Study guide for AWS DevOps - Professional Exam. Recommended for 2020 version.
This guide contains all the resources used, recommendations and tips for how to study for the AWS - DevOps Engineer Professional Exam.
Start by taking the following acloudguru course. This is a good overview of all the material covered in the exam. Remember, This is just an overview. It is, in no way, a comprehensive platform of all material needed to pass this exam. Starting your exam prep with this course will give you a good sense of the exam.
A Cloud Guru - DevOps Engineer Professional Course
The following Re:Invent videos cover a large chunk of the material that is in the exam. We recommend watching them at 1.5x the speed. 1.5x is fast enough to help get through the videos quickly yet slow enough to be able to comprehend the material.
Moving to DevOps the Amazon Way
Serverless Architecture and Best Practices
I didn't know Amazon API Gateway did that
Using DevOps, Microservices, & Serverless to Accelerate Innovation
Become a Serverless Black Belt: Optimizing Your Serverless Appli
Monitor All Your Things: Amazon CloudWatch in Action with BBC
These are to all the whitepapers I read, took notes of and reviewed closer to the exam. It is tough to actually read all of these as it is a lot of material. You may skim through them but you must be really attentive/focused as you do so. There is a lot of little details in these whitepapers; details that are crucial to passing the exam.
Running containerized microservices on AWS
Import Windows Server to Amazon EC2
AWS Development and Test on AWS
We highly recommend going through this amazing, short, FREE course created by AWS:
Exam Readiness: AWS Certified DevOps Engineer – Professional
This course assumes that you have strong knowledge of the exam material. This course does not cover all the exam material. Instead, this course is about how to approach the different questions in the exam. It breaks down the thought process of those who answer these very challenging questions correctly. We recommend going through this course after you have gone through the above mentioned videos and whitepapers.
- Practice Exam: If you have previously taken an AWS exam, you have the benefit of taking a free practice exam. Go to your AWS Certification account > Benefits > Practice Exam and follow the prompts to set it up. This practice exam is vital. It contains a lot of material that is close to the material in the actual exam.
As you are studying for the exam, you will come across a lot of different AWS terminology and supporting information. Make a point of noting and researching the ones that you don't necessarily know and looking them up.
Here is a list of the ones that we have come across.
- Serverless Application Model (SAM)
- Caching on API Gateway
- Canary deployments on API Gateway
- Cloudformation Custom Resources
- ebextensions configuration files
- Customizing server for ElasticBeanstalk
- DynamoDB TTL
- S3 lifecycle policies with Tags
- CodeDeploy on on-premise instances
- Using SSH Keys in codecommit
- Trusted Advisor - Service limits
- Config - All the rules
- Codebuild Artifacts
- Different cloudformation functions
- cfn-init, cfn-signal, cfn-metadata and cfn-hup files for cloudformation
- Cloudformation stack policies
- Autoscaling lifecycle with hooks
- EC2 instance user data
- Codecommit
- COdebuild
- Codedeploy
- Codepipeline
- Cloudformation
- Opsworks
- Lambda
- API Gateway
- X-Ray
- Config
- Trusted Advisor
- Cloudwatch Events
- Cloudwatch Logs
- Elasticache
- ElasticBeanstalk
- ECR
- ECS
- DynamoDB with DAX
- RDS
- EC2
- Route53
- Cloudfront
- Auto Scaling and Load balancers (Heavy emphasis on this)
- Certificate Manager
- Systems Manager
- Service Catalog
- Kinesis Datastreams vs Firehose
- GuardDuty
- AWS Server Migration
- AWS SSO
- Cost Optimization over all
- Keep track of time
- Read both the question and answer in full
- Identify the key words in the question and make sure to satisfy ALL requirements of the question. Two answeres may be very similar but a detail in the question will set them apart.

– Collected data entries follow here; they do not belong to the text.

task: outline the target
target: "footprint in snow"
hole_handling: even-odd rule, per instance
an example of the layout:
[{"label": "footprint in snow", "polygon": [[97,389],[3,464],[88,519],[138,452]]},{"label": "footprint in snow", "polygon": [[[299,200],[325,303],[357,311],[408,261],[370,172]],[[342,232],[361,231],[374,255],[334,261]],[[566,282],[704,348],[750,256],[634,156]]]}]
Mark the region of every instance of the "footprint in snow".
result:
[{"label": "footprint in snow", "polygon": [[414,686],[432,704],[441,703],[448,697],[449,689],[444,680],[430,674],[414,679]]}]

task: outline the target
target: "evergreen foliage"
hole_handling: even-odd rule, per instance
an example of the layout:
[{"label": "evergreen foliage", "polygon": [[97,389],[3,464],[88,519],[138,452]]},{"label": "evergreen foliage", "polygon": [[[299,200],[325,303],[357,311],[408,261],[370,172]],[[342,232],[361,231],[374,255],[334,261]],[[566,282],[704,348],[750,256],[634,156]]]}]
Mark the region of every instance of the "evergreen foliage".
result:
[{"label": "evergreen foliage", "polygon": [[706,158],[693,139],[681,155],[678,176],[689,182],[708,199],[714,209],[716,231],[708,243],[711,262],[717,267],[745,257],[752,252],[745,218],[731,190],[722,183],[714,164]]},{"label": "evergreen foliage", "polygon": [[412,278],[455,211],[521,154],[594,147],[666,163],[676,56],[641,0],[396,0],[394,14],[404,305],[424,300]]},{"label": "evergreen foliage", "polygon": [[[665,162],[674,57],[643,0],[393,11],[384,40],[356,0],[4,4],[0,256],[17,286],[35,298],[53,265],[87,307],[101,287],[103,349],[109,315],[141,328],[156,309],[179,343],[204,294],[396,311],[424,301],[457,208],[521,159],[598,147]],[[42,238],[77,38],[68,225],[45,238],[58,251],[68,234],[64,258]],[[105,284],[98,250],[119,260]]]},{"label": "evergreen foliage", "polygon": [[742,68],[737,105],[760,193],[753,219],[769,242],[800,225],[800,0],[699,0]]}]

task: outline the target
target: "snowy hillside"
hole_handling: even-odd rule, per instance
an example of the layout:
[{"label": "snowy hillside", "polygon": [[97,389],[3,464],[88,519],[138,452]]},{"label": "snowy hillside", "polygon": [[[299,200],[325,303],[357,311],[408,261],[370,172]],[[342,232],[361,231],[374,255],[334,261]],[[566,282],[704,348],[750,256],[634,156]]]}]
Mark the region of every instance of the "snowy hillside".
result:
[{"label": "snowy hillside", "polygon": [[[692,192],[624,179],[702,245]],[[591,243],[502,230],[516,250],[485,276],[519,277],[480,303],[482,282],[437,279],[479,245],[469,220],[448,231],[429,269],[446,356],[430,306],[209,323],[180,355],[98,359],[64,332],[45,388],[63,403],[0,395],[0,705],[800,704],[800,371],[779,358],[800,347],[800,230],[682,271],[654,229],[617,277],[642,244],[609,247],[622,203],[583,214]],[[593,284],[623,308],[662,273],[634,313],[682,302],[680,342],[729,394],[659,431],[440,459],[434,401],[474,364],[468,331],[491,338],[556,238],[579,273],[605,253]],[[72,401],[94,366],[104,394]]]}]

- Spot the distractor/silly answers. Move on quickly from these.
- Watch out for mental exhaustion. If you feel this, close your eyes and take 5 deep breaths.
- The questions will not be super clear. It's ok to make some assumptions.
- An answer that says "Don't do anything", is not the right answer.
- Avoid answers that have you doing manual commands/process.
- Some answers would not be the best way to do things but could still be right.
- Focus on simplest, most technically correct answers
Request: If you study for this exam and pass, please add your experience to this repo to help your colleagues. Good luck in your exam!!